3. The shutdown hook has been improved.
4. Statistics data file now prints the currenly date and time.
2012-10-27 15:50 Lipu Fei
==================================================
Changes:
1. A new profiling tool "Recorder" added.
2. VMState has been moved out from VMInstance as an independent enum type.
3. CloudBroker and XmlRpcBroker has been abandoned. The cloud manipulation
functions are now simplified and encapusulated in Apdaters.
4. The VMInstance has been changed, it is no longer the broker's (now, adapter)
job to create, update, or terminate a VM instance. A VMInstance is
responsible to do these things itself.
Known Bugs:
1. There is no NullPointer check is the statistics module, so some metric may
not exist (such as "busyTime" for VMs) and this will cause the saving to file
procedure raise an expection.
2012-10-27 18:38 Lipu Fei
==================================================
Fixes:
1. Fixed the Null pointer bug in Statistics module.
Changes:
1. JobMonitors are abandoned. The system overhead is much lower than before.
2. Statistics module now also collects unfinished job's data when shutting down.
Todos:
1. Improve log4j. Create configuration file. Output logs into seperate files:
One for system, and each job should have a log file., etc.
2012-10-28 13:31 Lipu Fei
==================================================
Fixes:
1. Eliminated warnings in some classes.
Changes:
1. A centralized logger CloudLogger added. Seperate log files for the system and
jobs are enabled.
2. DataManager has been renamed as "CentralManager".
3. ClientRequestListener and ClientRequestHandler are renamed as
"ClientJobListener" and "ClientJobHandler" respectively.
4. The things in org.cloudability.server.job have been moved to package
"org.cloudability.server.job" because other servers may be added in the
future.
Todos:
1. Consider to change the pending job queue to be a blocking queue, and remove
the JobQueue class.
2. It looks like a mess to use a module named "CentralManager" while there is
another manager named "ResourceManager". Although merging them altogether
would create a massive "god" class, but this option may still be considered.
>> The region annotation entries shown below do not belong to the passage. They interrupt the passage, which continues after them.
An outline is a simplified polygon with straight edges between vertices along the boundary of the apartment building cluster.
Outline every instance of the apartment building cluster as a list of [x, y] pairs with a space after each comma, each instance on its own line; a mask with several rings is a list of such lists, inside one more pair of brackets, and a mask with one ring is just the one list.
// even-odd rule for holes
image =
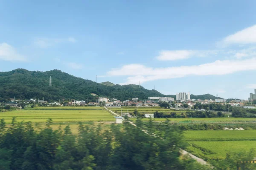
[[256, 89], [254, 89], [254, 94], [253, 93], [250, 93], [250, 98], [248, 98], [248, 100], [250, 101], [256, 100]]
[[176, 93], [176, 100], [181, 101], [188, 101], [190, 100], [190, 92], [188, 92], [187, 94], [186, 92], [180, 92]]

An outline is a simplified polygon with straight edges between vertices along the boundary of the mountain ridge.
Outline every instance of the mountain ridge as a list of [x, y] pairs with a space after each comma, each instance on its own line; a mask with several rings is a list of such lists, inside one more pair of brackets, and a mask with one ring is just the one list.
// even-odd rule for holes
[[[49, 84], [50, 76], [52, 77], [52, 86]], [[44, 98], [48, 101], [88, 99], [92, 101], [96, 101], [98, 97], [115, 98], [122, 101], [137, 97], [140, 100], [147, 99], [148, 97], [176, 98], [175, 95], [165, 95], [154, 89], [148, 90], [137, 85], [120, 85], [106, 82], [112, 85], [84, 79], [58, 69], [42, 72], [17, 69], [0, 72], [0, 100], [14, 96], [21, 99]], [[91, 93], [96, 94], [98, 96], [92, 96]], [[196, 98], [197, 96], [194, 96]], [[201, 97], [204, 98], [204, 95]], [[215, 99], [213, 97], [210, 98]]]

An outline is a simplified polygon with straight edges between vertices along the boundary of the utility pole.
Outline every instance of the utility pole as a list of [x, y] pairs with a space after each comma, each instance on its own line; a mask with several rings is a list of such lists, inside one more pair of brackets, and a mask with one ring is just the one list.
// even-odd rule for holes
[[229, 120], [229, 104], [228, 104], [228, 120]]
[[50, 76], [50, 80], [49, 81], [49, 86], [52, 86], [52, 76]]
[[137, 110], [136, 111], [136, 119], [138, 120], [138, 107], [137, 107]]

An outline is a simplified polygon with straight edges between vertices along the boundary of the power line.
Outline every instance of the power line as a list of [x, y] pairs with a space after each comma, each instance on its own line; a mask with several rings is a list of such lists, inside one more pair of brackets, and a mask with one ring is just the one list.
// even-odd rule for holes
[[49, 86], [52, 86], [52, 76], [50, 76], [50, 81], [49, 81]]

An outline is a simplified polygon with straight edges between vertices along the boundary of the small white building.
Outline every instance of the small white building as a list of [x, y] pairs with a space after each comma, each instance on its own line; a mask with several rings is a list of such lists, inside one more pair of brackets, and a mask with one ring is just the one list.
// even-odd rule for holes
[[122, 117], [114, 117], [116, 118], [116, 123], [117, 124], [122, 124], [123, 118]]
[[154, 118], [154, 114], [145, 113], [144, 114], [145, 118]]
[[131, 100], [133, 101], [138, 101], [138, 98], [133, 98], [131, 99]]
[[108, 102], [108, 98], [99, 98], [99, 102], [100, 101], [101, 101], [102, 102], [103, 102], [103, 101], [105, 101], [105, 102]]

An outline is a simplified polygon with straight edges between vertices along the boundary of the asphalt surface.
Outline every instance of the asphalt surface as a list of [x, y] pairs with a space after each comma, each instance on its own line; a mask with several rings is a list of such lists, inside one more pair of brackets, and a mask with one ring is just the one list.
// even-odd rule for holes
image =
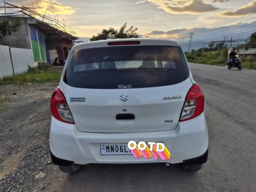
[[[0, 173], [6, 172], [0, 174], [0, 191], [17, 190], [23, 179], [20, 189], [30, 191], [255, 191], [256, 70], [190, 67], [205, 94], [209, 131], [209, 160], [198, 172], [145, 164], [88, 164], [72, 175], [61, 173], [49, 163], [47, 149], [49, 99], [57, 83], [0, 86], [0, 96], [10, 100], [0, 114]], [[22, 131], [15, 131], [20, 122]]]

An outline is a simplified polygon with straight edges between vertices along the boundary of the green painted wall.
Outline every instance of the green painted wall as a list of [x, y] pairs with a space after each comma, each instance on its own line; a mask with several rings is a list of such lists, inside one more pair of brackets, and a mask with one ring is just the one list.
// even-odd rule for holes
[[32, 50], [34, 54], [34, 61], [35, 62], [40, 61], [41, 59], [39, 54], [39, 48], [38, 42], [31, 40]]
[[40, 49], [41, 58], [42, 61], [46, 61], [45, 50], [43, 44], [39, 43], [39, 47]]

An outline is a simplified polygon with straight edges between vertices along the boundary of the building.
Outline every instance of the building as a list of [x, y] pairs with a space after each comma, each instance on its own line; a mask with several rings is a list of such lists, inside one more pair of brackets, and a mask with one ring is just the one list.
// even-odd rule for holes
[[35, 65], [40, 61], [53, 63], [56, 58], [58, 63], [64, 63], [72, 42], [77, 39], [32, 17], [8, 17], [8, 19], [10, 22], [19, 19], [20, 23], [17, 30], [10, 36], [10, 47], [31, 49]]

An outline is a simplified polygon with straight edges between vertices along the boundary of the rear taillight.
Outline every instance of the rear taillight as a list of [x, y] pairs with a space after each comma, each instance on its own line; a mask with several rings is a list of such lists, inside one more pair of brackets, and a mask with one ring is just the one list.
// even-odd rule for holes
[[66, 99], [59, 88], [56, 88], [51, 99], [51, 111], [52, 115], [58, 120], [74, 124], [73, 117], [68, 109]]
[[194, 84], [188, 93], [180, 122], [193, 118], [204, 111], [204, 93], [197, 84]]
3. Improve statistics module. May consider using DB such as SQLite.
4. Make job executiong more automatic, using a single script file or python
script like what SkyMark does.
5. Create a Web server and a DB server for collecting application data.
6. Add functionality to support Amazon EC2.
7. Consider to implement multi-tenancy.
2012-10-28 22:20 Lipu Fei
==================================================
Fixes:
1. Fixed the problem that not all VM instances are recorded.
2. Fixed a bug in StatisticsManager. The calculation of preparation time of VMs
was not correct.
Changes:
1. A provisioner "VMTestProvisioner" for testing VM allocation and preparation
overhead has been added.
2. Some output text and format have been changed for better readability.